Epigenetic modifications, such as DNA methylation where methyl groups are added to cytosine base pairs, have the potential to impact phenotypic variation and gene expression, and could influence the ability of plants to respond to changing environmental conditions. One approach to determining the association between DNA methylation, phenotypic variation, and gene expression, is through the application of chemical demethylation agents, such as 5-Azacytidine, which inhibit DNA methylation and lead to a partial reduction in DNA methylation across the genome. In this study, we treated 5-month-old seedlings of the tree species of Quercus lobata with foliar application of 5-Azacytidine to test whether a reduction in genome-wide methylation would cause differential gene expression and change phenotypic development.

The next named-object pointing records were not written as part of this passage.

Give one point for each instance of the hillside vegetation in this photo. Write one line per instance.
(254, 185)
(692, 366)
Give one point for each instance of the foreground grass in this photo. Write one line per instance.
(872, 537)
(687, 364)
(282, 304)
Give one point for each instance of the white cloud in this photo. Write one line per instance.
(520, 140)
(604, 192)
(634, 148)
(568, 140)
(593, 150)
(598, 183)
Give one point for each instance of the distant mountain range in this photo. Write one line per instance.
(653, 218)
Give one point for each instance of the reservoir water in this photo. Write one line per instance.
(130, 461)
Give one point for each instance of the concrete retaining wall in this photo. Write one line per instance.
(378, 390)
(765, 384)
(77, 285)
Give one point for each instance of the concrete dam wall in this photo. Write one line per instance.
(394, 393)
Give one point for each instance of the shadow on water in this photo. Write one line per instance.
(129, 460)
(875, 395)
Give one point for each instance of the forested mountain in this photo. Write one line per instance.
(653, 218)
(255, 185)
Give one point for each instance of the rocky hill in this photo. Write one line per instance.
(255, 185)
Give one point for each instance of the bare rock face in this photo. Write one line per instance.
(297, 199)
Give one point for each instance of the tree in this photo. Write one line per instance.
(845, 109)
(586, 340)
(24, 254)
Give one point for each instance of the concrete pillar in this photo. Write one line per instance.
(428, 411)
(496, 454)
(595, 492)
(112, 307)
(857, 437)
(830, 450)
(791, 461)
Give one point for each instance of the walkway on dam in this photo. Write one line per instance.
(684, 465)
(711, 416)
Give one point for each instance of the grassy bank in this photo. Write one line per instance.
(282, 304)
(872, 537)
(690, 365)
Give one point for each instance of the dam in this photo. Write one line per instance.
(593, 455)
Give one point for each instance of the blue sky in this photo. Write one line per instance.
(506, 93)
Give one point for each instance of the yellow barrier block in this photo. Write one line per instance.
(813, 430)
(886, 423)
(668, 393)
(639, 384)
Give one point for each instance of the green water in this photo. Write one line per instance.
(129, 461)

First, we demonstrate that foliar application of 5-azayctidine lead to a 3-6% absolute reduction and 6.1-43% relative reductions in genome-wide methylation across CG, CHG, and CHH sequence contexts, with CHH showing the strongest relative reduction. We also show that the demethylation treatment had minimal impact on the soil microbiome. Seedlings treated with 5-Azacytidine showed a substantial reduction in new growth, which was less than half that of control seedlings, and but no significant differences in fluctuating asymmetry (i.e., deviations from bilateral symmetry) of leaves compared to control seedlings. Finally, treated seedlings showed differential expression of a total of 23 genes relative to control seedlings, the majority of which were upregulated. Overall, this study provides evidence that DNA methylation is involved in gene expression and phenotypic variation in seedlings.